2022/06/10

●『攻殻機動隊SAC_2045』のシーズン2がおもしろかったので、「Individual Eleven」を観直してみた。ネタがみっしり詰まって、それらがかっしり構築されている。改めて、ポリティカル・フィクションの傑作だと思った。

でも、ただ一つ不満というか残念なのは、クゼの最終的な革命のビジョンがおもしろくないということ。現在、ということではなく、この作品がつくられた2006年の時点でも、「難民たちの意識をネットにアップロードして上位存在になる」というアイデアはすでに手垢がついていたのではないかと思う(同じ年には『ゼーガペイン』がつくられているのだ)。

でもまあ、クゼのビジョンがつまらない(説得力がない)からこそ、タチコマたちが独断でそれを裏切ることができるのだが。

その意味でも、『攻殻機動隊SAC_2045』は「Individual Eleven」の語り直し的な側面があるように思えた。長崎の出島に集まった難民も、「N」となった人々も、どちらも三百万人といわれるし、どちらにも、その三百万人と同時にネットで通じ合うことが可能なカリスマが出てくる。

「Individual Eleven」では、黒幕がいて、その黒幕の手駒としてカリスマがいるのだが、カリスマの独自性が黒幕と拮抗するくらいに強くなる。黒幕が、難民を排斥する方向で動くのに対し、カリスマは難民たちの独立を画策する。しかし、カリスマが黒幕の思惑とは真逆の方向に動くことが、却って黒幕の有利に働く。公安九課は(心情的にはクゼ=カリスマの側にいるが、立場的には黒幕の側にいる)どちらの味方でもなく、国民と難民の摩擦が大きくなることや、黒幕による怪しい動きを妨げるという目的で動く(クゼがプルトニウムを手に入れるのを阻止しようとし、また同時に、黒幕の目的を捜査し、難民の大量虐殺だということを突き止めて阻止しようとする)。
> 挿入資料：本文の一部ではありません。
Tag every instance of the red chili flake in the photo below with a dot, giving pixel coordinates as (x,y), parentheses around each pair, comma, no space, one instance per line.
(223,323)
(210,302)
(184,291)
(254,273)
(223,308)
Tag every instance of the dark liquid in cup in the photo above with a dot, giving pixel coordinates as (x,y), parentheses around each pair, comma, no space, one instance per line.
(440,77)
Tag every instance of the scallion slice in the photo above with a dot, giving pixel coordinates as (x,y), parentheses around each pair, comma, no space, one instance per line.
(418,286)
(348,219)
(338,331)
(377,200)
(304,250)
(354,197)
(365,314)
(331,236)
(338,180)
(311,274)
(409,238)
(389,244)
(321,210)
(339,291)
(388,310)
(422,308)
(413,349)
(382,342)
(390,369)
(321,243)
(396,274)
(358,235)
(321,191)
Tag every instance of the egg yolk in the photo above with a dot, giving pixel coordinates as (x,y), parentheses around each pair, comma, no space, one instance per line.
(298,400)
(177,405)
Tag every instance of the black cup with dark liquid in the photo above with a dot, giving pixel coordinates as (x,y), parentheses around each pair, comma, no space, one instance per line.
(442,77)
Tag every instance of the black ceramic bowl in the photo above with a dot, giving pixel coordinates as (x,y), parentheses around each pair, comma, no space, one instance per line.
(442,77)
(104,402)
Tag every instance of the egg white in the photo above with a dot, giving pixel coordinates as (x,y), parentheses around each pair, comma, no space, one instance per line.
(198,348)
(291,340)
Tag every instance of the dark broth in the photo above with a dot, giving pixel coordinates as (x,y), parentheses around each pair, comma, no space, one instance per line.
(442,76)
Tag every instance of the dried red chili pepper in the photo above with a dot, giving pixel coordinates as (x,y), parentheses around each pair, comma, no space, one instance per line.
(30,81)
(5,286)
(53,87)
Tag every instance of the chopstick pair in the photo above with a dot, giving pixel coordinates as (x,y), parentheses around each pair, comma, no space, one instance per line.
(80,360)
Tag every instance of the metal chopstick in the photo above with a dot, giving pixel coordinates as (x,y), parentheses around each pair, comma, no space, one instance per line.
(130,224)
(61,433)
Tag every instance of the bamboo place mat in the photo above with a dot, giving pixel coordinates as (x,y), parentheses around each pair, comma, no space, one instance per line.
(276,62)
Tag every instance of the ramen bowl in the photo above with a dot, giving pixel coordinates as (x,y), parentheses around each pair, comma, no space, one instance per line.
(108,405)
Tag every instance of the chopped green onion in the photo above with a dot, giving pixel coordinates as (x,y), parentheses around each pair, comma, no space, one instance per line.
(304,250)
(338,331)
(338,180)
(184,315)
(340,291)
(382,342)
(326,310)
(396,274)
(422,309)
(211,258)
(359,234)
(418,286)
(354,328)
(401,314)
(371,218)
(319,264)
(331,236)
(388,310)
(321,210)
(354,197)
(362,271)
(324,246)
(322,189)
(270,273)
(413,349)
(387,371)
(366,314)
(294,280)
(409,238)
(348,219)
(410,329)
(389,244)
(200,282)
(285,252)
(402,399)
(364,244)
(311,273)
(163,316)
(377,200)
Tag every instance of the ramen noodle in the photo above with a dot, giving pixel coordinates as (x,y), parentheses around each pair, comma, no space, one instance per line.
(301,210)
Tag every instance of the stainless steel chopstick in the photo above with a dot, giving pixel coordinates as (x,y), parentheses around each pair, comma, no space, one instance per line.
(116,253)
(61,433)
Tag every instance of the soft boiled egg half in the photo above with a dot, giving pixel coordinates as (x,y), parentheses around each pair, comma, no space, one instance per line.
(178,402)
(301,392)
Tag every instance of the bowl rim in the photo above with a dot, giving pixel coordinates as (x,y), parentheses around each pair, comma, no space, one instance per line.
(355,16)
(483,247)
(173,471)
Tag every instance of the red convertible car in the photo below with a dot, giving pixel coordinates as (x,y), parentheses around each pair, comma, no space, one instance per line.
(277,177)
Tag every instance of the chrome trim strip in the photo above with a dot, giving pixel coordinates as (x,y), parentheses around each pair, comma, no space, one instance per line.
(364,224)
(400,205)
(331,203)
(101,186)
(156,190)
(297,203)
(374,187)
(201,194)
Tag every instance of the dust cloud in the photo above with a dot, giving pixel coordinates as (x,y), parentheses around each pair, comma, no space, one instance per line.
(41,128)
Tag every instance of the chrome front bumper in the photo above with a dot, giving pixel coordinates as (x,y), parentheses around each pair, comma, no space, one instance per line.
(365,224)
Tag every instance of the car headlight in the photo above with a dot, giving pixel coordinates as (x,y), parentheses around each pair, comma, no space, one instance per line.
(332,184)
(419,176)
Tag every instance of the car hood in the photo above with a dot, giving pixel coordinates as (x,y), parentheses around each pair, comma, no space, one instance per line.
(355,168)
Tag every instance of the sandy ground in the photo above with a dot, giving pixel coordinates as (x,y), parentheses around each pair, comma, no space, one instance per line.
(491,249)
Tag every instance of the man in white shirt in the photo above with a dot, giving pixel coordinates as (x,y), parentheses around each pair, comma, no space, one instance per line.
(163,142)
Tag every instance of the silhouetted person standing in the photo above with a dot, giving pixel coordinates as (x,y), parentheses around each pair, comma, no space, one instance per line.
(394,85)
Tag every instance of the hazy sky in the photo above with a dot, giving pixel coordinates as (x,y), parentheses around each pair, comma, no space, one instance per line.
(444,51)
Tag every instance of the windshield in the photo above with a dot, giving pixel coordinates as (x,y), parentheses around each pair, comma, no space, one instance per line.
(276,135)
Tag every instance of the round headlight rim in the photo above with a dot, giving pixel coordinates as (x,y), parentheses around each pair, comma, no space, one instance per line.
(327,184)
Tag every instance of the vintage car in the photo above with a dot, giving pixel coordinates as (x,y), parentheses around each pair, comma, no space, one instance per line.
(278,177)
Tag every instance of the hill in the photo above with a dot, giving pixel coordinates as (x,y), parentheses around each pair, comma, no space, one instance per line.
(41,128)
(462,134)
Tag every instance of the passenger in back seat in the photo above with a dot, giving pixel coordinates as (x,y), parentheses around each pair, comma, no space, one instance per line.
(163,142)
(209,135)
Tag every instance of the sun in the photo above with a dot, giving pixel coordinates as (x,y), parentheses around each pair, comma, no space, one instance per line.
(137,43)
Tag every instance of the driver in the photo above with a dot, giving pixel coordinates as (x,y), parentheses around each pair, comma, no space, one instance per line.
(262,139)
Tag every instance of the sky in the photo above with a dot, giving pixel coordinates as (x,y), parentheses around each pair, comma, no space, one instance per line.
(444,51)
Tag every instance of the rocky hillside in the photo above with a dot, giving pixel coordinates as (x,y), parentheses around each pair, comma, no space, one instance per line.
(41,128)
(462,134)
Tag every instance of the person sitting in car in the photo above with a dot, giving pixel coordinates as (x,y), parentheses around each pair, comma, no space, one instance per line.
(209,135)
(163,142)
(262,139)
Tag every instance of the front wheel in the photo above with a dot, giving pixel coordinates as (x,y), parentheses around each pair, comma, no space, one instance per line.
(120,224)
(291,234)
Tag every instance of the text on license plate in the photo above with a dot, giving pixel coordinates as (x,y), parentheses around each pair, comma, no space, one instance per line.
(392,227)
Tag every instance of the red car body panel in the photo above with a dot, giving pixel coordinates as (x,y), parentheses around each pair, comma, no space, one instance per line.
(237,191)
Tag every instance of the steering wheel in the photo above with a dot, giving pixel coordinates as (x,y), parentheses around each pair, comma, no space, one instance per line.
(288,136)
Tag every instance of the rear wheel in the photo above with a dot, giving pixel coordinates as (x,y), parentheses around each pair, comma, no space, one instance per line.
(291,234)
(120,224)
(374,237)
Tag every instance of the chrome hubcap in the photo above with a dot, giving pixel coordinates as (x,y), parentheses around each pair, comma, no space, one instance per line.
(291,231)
『SAC_2045』では、アメリカがつくったAI(1A84)が、アメリカの制御を離れて暴走する。そのAIによって、人知を超えたポストヒューマンと呼ばれる人間がつくりだされててしまう。アメリカはその事態を秘密裏に回収しようとする。アメリカは、ポストヒューマンさえ回収できれば日本がどうなっても構わない(「Individual Eleven」ではアメリカの原子力潜水艦が長崎の出島に向けて核ミサイルを撃ち、『SAC_2045』では東京に殺人ガスをまく)が、日本としてはそれではたまったものではないから、首相と連動して公安九課が動き出す。操作される対象(クゼ、AI)が、操作の主体(ゴウダ、アメリカ)の制御を離れるという意味では「Individual Eleven」と共通するが、「Individual Eleven」では、制御不能になった対象の行動を、もう一段上位から黒幕が利用しようとするので、ポリティカルなフィクションの複雑性という意味では一歩上にある。

「Individual Eleven」では、女性首相の内閣や与党内での立ち位置や、アラマキとの関係性が、かなり細かく描かれる(首相が---まだ手腕を掴み切れていない---若い女性であることで、アラマキが気を使ってやや手加減することが、一手遅れる原因となる、など)。『SAC_2045』にも、元アメリカ人だという若い男性首相という、設定としてはおもしろい人が出てくるが、設定の面白味をいまひとつ生かし切れていない感じはある。つまり、ポリティカルなフィクションとしては「Individual Eleven」の方が一枚上手だと言える。

とはいえ、『SAC_2045』の特徴は、革命がポリティカルではない水準で成功してしまうというところにある。表でポリティカルな闘いをやっていると思っていたら、その裏で着々と「脳内革命」が進行していた、と。シマムラタカシは一人の内気な少年に過ぎず、クゼのように特異な経験や並外れた意思によってカリスマなのではなく、テクノロジーと、降って湧いたように得られた莫大な計算力(計算量)においてビックプラザーとなる(ただ、シマムラにも「強い動機」はある)。この意外性によって、「Individual Eleven」におけるクゼの革命ビジョンのおもしろくなさが乗り越えられる。

(「笑い男」ではトグサが犯人と同化し、「Individual Eleven」ではクサナギと犯人=クゼが疑似的な恋愛関係にあるが、『SAC_2045』のポストヒューマンは超越的な存在であって人と並列的な関係にならない。とはいえ、トグサとシマムラタカシの間には通路が開かれ、トグサが一方的に取り込まれはする。)